Why is taking the inverse Fourier transform the same as taking the Fourier transform when computing the cepstrum?

Question

Usually, the cepstrum of a signal is introduced as the result of taking the logarithm of its power spectrum, then applying the inverse Fourier transform:

$$C_p = |F^{-1}\{\log(|F\{f(t)\}|^2)\}|^2$$

It is also sometimes called a "spectrum of a spectrum" since it can also be defined as:

$$C_p = |F\{\log(|F\{f(t)\}|^2)\}|^2$$

I'm really having trouble understanding how the two are equivalent (up to a scaling factor), and this is I get the impression quite important to understanding why in other processing steps (e.g. mel frequency cepstrum) a forward transform is taken at the end instead of an inverse transform...

Answer 1

The only difference between these two formulas is $\mathcal{F}$ and $\mathcal{F}^{-1}$, so let's take a look at the definitions of DFT and IDFT (we'll see this property in discrete domain)

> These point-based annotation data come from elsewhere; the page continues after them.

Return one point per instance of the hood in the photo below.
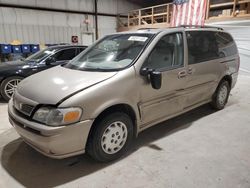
(52, 85)
(11, 64)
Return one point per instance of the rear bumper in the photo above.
(54, 142)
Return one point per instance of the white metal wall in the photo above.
(30, 26)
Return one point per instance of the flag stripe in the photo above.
(190, 12)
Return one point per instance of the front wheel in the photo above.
(8, 86)
(110, 137)
(221, 95)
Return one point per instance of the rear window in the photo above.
(207, 45)
(226, 44)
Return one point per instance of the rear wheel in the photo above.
(110, 137)
(8, 86)
(221, 95)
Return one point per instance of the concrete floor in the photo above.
(202, 148)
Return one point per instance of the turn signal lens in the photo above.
(71, 116)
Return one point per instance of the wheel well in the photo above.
(116, 108)
(229, 79)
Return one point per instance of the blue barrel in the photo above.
(34, 48)
(5, 49)
(25, 48)
(16, 49)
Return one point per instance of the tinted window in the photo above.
(202, 46)
(168, 53)
(67, 54)
(226, 45)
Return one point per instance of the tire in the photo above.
(111, 137)
(8, 86)
(221, 95)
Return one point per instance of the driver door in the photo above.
(166, 57)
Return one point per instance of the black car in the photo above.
(11, 73)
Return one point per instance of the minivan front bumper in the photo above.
(54, 142)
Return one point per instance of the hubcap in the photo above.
(114, 137)
(222, 97)
(11, 86)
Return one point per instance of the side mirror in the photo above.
(50, 60)
(156, 79)
(154, 76)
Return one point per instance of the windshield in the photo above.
(112, 52)
(38, 56)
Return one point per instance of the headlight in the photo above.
(57, 116)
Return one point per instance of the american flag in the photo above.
(188, 12)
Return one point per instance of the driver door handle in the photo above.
(190, 70)
(182, 74)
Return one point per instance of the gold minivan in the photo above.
(124, 83)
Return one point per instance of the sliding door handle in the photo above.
(182, 74)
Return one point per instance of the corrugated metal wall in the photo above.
(30, 26)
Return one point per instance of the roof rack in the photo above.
(200, 26)
(147, 28)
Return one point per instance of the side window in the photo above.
(167, 54)
(79, 50)
(202, 46)
(226, 44)
(67, 54)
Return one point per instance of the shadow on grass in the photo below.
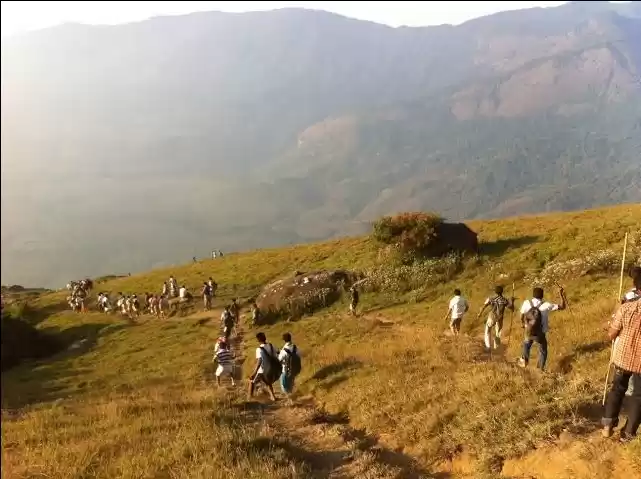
(335, 368)
(499, 247)
(44, 380)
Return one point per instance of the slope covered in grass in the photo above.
(137, 400)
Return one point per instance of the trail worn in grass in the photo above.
(387, 394)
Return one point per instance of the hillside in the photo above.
(386, 395)
(127, 156)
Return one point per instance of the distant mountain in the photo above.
(133, 146)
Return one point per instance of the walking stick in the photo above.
(509, 332)
(607, 376)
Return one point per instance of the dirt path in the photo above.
(329, 447)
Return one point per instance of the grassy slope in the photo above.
(137, 400)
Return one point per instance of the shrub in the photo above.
(412, 235)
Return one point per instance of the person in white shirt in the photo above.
(457, 308)
(537, 332)
(182, 294)
(285, 357)
(225, 359)
(259, 374)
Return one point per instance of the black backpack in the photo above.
(499, 303)
(533, 322)
(292, 363)
(272, 368)
(228, 320)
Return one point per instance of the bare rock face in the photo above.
(303, 293)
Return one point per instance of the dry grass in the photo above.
(138, 401)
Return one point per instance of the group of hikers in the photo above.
(79, 291)
(285, 364)
(624, 330)
(534, 319)
(271, 365)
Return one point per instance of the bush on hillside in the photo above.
(411, 235)
(605, 261)
(411, 277)
(20, 341)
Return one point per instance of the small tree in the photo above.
(413, 235)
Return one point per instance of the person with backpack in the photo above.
(206, 293)
(225, 359)
(535, 320)
(497, 304)
(212, 286)
(458, 306)
(289, 357)
(268, 368)
(235, 310)
(227, 320)
(257, 316)
(354, 300)
(625, 331)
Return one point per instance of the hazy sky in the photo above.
(19, 16)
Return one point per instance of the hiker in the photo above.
(120, 303)
(256, 314)
(173, 287)
(289, 357)
(268, 368)
(225, 360)
(497, 304)
(457, 308)
(212, 284)
(153, 305)
(235, 310)
(625, 331)
(206, 293)
(135, 306)
(163, 306)
(635, 293)
(104, 303)
(354, 300)
(219, 341)
(535, 321)
(227, 320)
(184, 296)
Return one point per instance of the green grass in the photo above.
(137, 400)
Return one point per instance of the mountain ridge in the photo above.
(312, 123)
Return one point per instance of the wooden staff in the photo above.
(607, 376)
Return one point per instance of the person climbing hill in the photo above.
(268, 368)
(227, 322)
(625, 331)
(458, 306)
(225, 359)
(289, 357)
(497, 304)
(535, 321)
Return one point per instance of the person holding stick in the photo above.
(497, 304)
(458, 306)
(535, 320)
(625, 331)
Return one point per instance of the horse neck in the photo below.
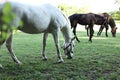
(66, 31)
(112, 23)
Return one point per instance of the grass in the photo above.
(99, 60)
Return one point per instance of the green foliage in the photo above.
(72, 9)
(115, 15)
(99, 60)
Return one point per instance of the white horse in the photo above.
(43, 19)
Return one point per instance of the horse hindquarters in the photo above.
(91, 32)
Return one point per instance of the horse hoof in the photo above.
(69, 57)
(44, 59)
(61, 61)
(1, 67)
(19, 63)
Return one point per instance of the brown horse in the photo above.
(37, 19)
(111, 22)
(89, 19)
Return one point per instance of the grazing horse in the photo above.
(87, 19)
(111, 22)
(38, 19)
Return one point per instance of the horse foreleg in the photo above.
(45, 35)
(56, 39)
(100, 30)
(9, 47)
(1, 43)
(74, 31)
(87, 28)
(1, 67)
(106, 31)
(91, 33)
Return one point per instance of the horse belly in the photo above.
(33, 29)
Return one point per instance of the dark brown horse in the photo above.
(111, 23)
(89, 19)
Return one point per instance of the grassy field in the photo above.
(99, 60)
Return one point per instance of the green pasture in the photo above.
(99, 60)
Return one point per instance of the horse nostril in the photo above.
(69, 57)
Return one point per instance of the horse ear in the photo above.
(73, 38)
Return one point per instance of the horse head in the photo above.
(113, 31)
(68, 48)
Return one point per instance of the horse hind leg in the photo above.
(9, 47)
(56, 39)
(45, 35)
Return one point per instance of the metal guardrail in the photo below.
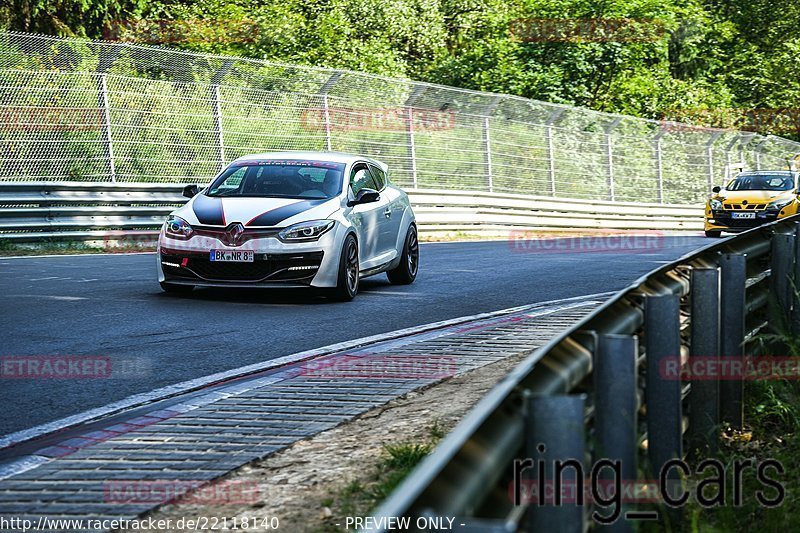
(582, 394)
(73, 109)
(34, 211)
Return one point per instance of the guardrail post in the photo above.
(795, 285)
(663, 391)
(102, 97)
(704, 346)
(782, 264)
(732, 300)
(608, 129)
(615, 407)
(556, 435)
(487, 151)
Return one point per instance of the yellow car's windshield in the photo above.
(761, 182)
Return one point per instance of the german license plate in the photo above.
(232, 256)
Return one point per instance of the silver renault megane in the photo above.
(318, 219)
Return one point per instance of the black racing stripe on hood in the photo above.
(208, 210)
(274, 217)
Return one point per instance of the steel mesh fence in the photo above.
(103, 111)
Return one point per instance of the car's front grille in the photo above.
(743, 207)
(265, 267)
(725, 218)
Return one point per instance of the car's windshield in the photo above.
(279, 179)
(761, 182)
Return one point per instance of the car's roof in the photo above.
(767, 172)
(334, 157)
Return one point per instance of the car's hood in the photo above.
(281, 212)
(738, 197)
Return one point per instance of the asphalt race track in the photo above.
(111, 306)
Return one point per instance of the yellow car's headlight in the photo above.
(777, 205)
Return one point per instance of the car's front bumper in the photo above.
(276, 263)
(266, 269)
(722, 220)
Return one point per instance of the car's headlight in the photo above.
(177, 228)
(305, 231)
(777, 205)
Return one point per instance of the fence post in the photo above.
(732, 290)
(487, 150)
(795, 285)
(216, 111)
(608, 129)
(102, 97)
(326, 113)
(704, 346)
(663, 391)
(555, 431)
(757, 152)
(615, 406)
(728, 149)
(410, 141)
(551, 162)
(710, 159)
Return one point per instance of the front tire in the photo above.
(176, 289)
(406, 272)
(347, 281)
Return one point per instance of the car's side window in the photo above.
(380, 177)
(361, 178)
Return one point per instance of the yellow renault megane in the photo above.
(750, 199)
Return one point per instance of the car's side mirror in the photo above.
(365, 196)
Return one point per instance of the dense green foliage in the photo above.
(711, 54)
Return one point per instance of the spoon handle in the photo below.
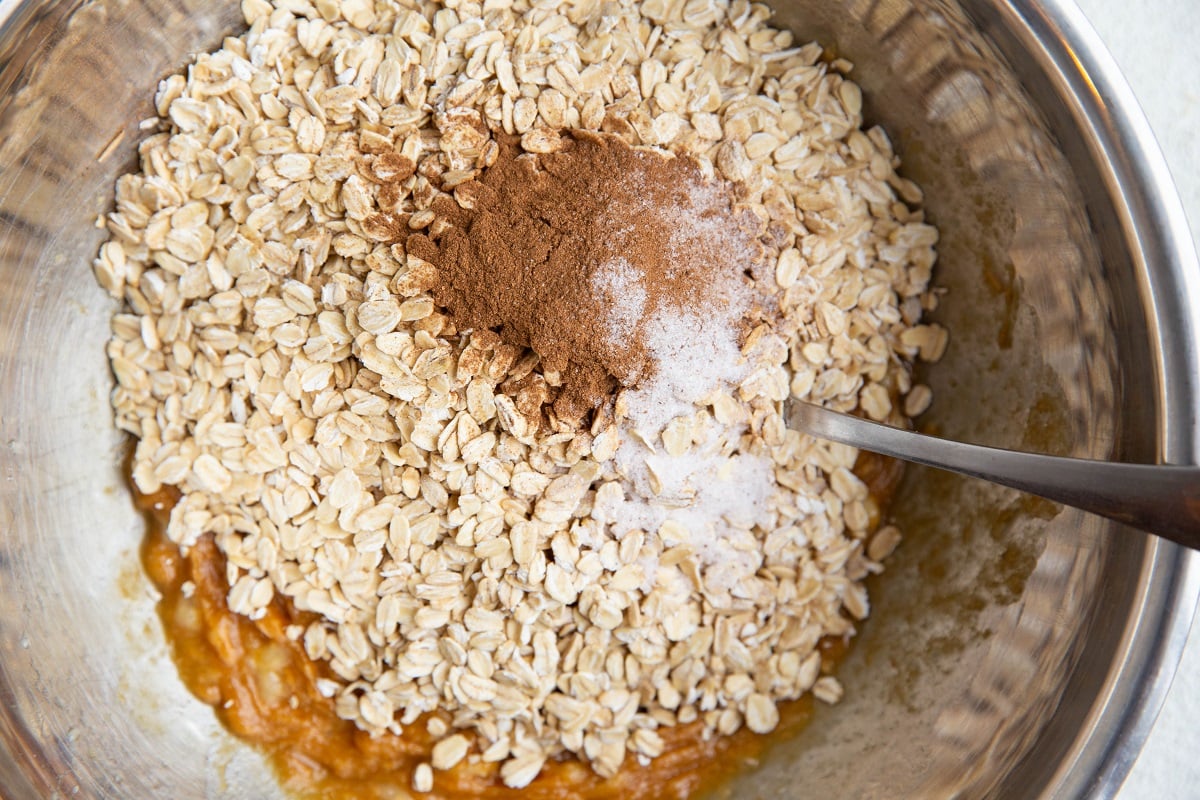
(1157, 498)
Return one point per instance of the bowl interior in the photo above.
(982, 668)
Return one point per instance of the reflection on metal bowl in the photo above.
(1015, 649)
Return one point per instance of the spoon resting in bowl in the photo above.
(1161, 499)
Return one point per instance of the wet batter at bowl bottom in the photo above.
(262, 686)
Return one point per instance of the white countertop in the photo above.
(1156, 47)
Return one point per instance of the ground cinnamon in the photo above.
(568, 253)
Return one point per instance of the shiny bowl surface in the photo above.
(1015, 649)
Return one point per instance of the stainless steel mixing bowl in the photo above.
(1015, 649)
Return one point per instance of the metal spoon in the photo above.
(1161, 499)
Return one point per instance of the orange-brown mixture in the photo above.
(262, 686)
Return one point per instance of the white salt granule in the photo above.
(618, 286)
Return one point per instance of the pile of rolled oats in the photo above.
(282, 365)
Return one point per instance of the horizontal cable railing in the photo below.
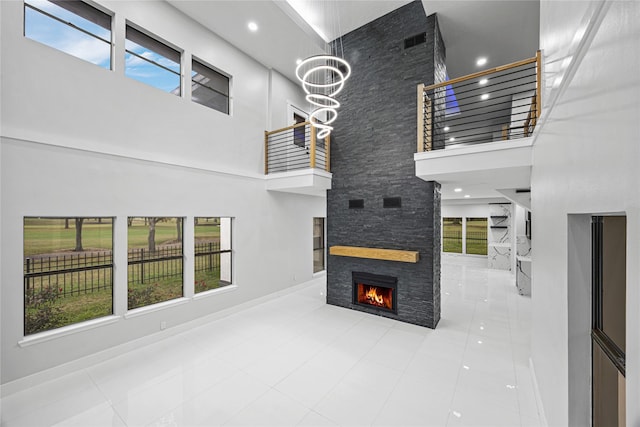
(295, 147)
(498, 104)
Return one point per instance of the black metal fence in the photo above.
(81, 273)
(207, 256)
(452, 239)
(69, 274)
(147, 266)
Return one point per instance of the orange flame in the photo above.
(373, 298)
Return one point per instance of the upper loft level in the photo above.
(477, 129)
(297, 161)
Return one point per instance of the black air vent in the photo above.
(392, 202)
(415, 40)
(356, 204)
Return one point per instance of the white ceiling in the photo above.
(504, 31)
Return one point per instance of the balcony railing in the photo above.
(501, 103)
(295, 147)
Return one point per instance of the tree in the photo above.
(179, 228)
(152, 233)
(79, 222)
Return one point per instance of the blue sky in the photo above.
(67, 39)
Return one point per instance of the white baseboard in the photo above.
(543, 418)
(88, 361)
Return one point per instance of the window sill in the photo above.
(141, 311)
(224, 289)
(67, 330)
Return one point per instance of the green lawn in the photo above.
(59, 304)
(45, 236)
(451, 227)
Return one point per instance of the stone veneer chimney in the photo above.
(374, 141)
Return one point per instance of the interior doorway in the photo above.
(608, 331)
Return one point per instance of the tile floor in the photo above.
(296, 361)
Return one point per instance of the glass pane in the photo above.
(155, 260)
(210, 78)
(605, 389)
(476, 238)
(65, 38)
(148, 66)
(318, 244)
(452, 235)
(68, 271)
(614, 278)
(209, 98)
(212, 250)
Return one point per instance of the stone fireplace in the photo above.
(375, 292)
(383, 223)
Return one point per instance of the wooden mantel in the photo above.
(375, 253)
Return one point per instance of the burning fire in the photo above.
(373, 298)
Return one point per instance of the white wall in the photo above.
(78, 140)
(285, 92)
(585, 161)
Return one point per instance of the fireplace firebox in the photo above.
(375, 291)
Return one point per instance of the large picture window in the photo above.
(68, 271)
(318, 245)
(155, 271)
(476, 236)
(452, 235)
(212, 253)
(209, 87)
(151, 61)
(73, 27)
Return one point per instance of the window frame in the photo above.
(195, 60)
(89, 6)
(323, 244)
(163, 46)
(69, 268)
(136, 267)
(225, 255)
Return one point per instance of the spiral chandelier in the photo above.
(323, 77)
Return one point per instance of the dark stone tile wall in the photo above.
(374, 140)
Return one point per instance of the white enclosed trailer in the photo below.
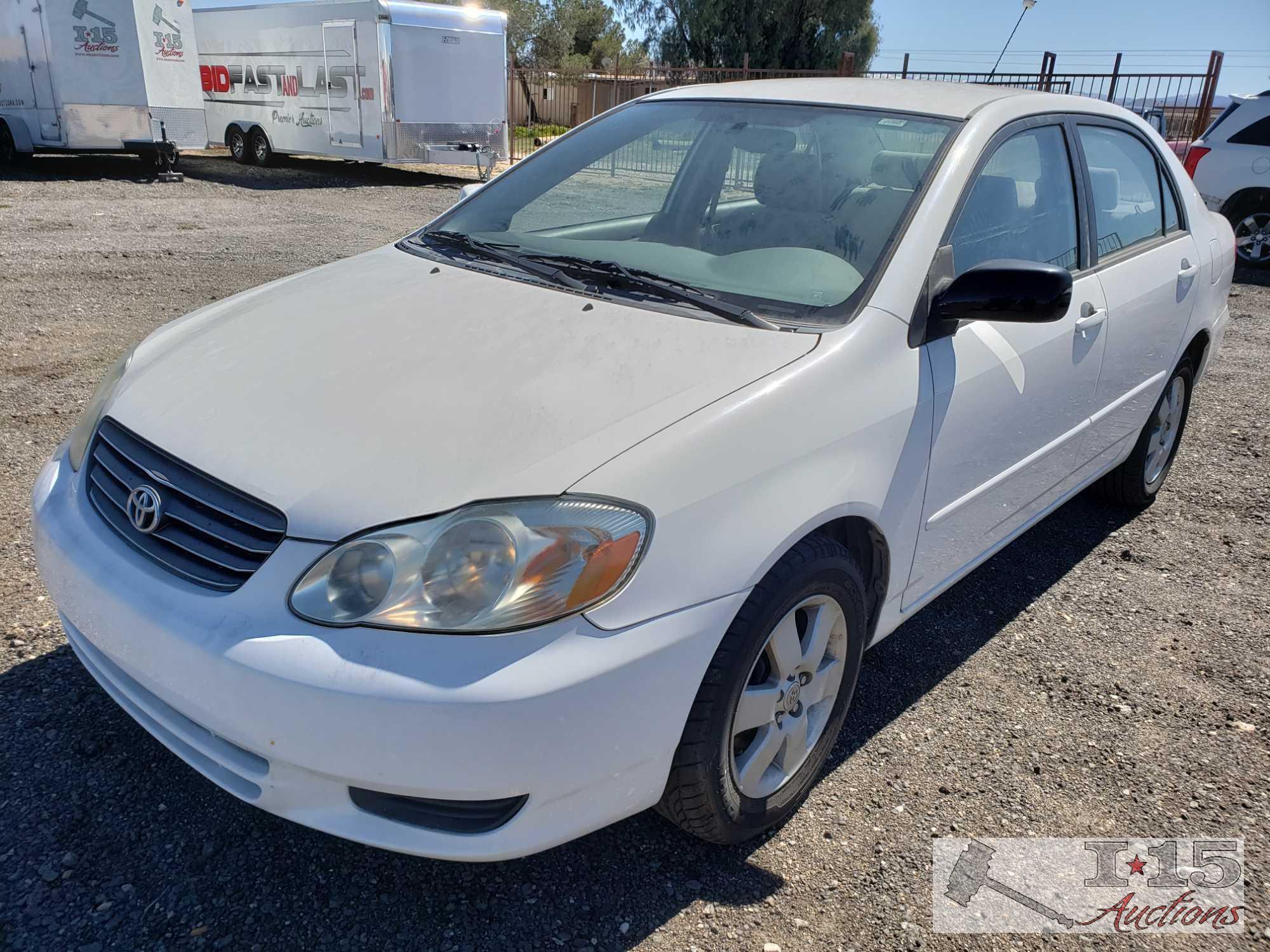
(371, 81)
(98, 76)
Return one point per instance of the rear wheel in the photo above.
(1252, 224)
(237, 142)
(1137, 480)
(774, 697)
(262, 154)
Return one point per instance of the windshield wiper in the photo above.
(502, 253)
(666, 288)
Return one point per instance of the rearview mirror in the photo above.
(1006, 290)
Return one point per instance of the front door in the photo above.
(36, 49)
(1150, 267)
(344, 87)
(1012, 400)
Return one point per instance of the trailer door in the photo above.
(344, 88)
(36, 49)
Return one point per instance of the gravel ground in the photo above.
(1102, 675)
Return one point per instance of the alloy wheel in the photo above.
(789, 696)
(1164, 431)
(1253, 238)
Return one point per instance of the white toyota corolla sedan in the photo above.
(590, 496)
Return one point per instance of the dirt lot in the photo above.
(1102, 675)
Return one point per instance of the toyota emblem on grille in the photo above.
(145, 510)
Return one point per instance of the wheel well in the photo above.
(869, 548)
(1197, 350)
(1249, 196)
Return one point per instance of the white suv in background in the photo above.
(1231, 168)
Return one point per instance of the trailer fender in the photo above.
(20, 133)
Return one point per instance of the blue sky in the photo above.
(1156, 36)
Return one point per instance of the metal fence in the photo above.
(545, 103)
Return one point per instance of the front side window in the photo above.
(1127, 204)
(1023, 205)
(782, 209)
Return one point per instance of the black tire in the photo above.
(10, 154)
(238, 145)
(1252, 216)
(702, 794)
(1127, 484)
(262, 153)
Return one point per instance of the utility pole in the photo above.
(1028, 6)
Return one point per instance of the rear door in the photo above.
(344, 88)
(1149, 266)
(36, 50)
(1012, 400)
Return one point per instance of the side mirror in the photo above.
(1006, 290)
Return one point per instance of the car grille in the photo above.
(208, 534)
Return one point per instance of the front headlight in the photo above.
(487, 568)
(92, 416)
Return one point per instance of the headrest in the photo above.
(900, 169)
(1107, 188)
(996, 196)
(789, 181)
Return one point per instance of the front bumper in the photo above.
(289, 715)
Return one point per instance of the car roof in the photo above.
(954, 101)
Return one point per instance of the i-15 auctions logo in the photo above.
(1123, 885)
(168, 44)
(97, 39)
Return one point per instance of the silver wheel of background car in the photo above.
(789, 696)
(1253, 238)
(1164, 431)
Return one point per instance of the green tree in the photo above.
(789, 35)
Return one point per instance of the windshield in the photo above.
(784, 210)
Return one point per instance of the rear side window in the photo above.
(1023, 205)
(1258, 134)
(1127, 202)
(1220, 120)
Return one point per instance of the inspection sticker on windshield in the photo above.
(1127, 885)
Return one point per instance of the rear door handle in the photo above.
(1093, 318)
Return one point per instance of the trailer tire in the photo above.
(262, 153)
(10, 153)
(237, 142)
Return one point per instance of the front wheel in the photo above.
(1137, 480)
(237, 143)
(774, 699)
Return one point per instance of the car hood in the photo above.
(388, 387)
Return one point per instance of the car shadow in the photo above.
(173, 856)
(947, 633)
(285, 173)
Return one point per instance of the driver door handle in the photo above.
(1094, 317)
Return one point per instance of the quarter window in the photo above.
(1258, 134)
(1172, 223)
(1023, 205)
(1127, 202)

$$ X[k] = \sum_{n=0}^{N-1}x[n]e^{-j\frac{2\pi}{N}kn} $$

$$ x[n] = \frac{1}{N} \sum_{k=0}^{N-1}X[k]e^{j\frac{2\pi}{N}kn} $$

In our common sense $x[n]$ is a time sequence and $X[k]$ is a frequency sequence, however you can also treate DFT and IDFT as two transforms that can be applied to any sequence, in this case, $\log(|\mathcal{F}\{x[n]\}|^2)$, let's denote it as $f[m]$. The DFT and IDFT of $f[m]$ are respectively

$$ \mathcal{F}\{f[m]\} = \sum_{m=0}^{N-1}f[m]e^{-j\frac{2\pi}{N}km} $$

$$ \mathcal{F}^{-1}\{f[m]\} = \frac{1}{N} \sum_{m=0}^{N-1}f[m]e^{j\frac{2\pi}{N}mn} $$

There are two main differences, a scaling factor $1/N$ and a conjugation. Since $f[m]$ is a real sequence, we can derive that $$ \mathcal{F}\{f[m]\} = N \big[\mathcal{F}^{-1}\{f[m]\}\big]^* $$

Finally take the norm of these two sequences and we get two equivalent sequences with a scaling factor.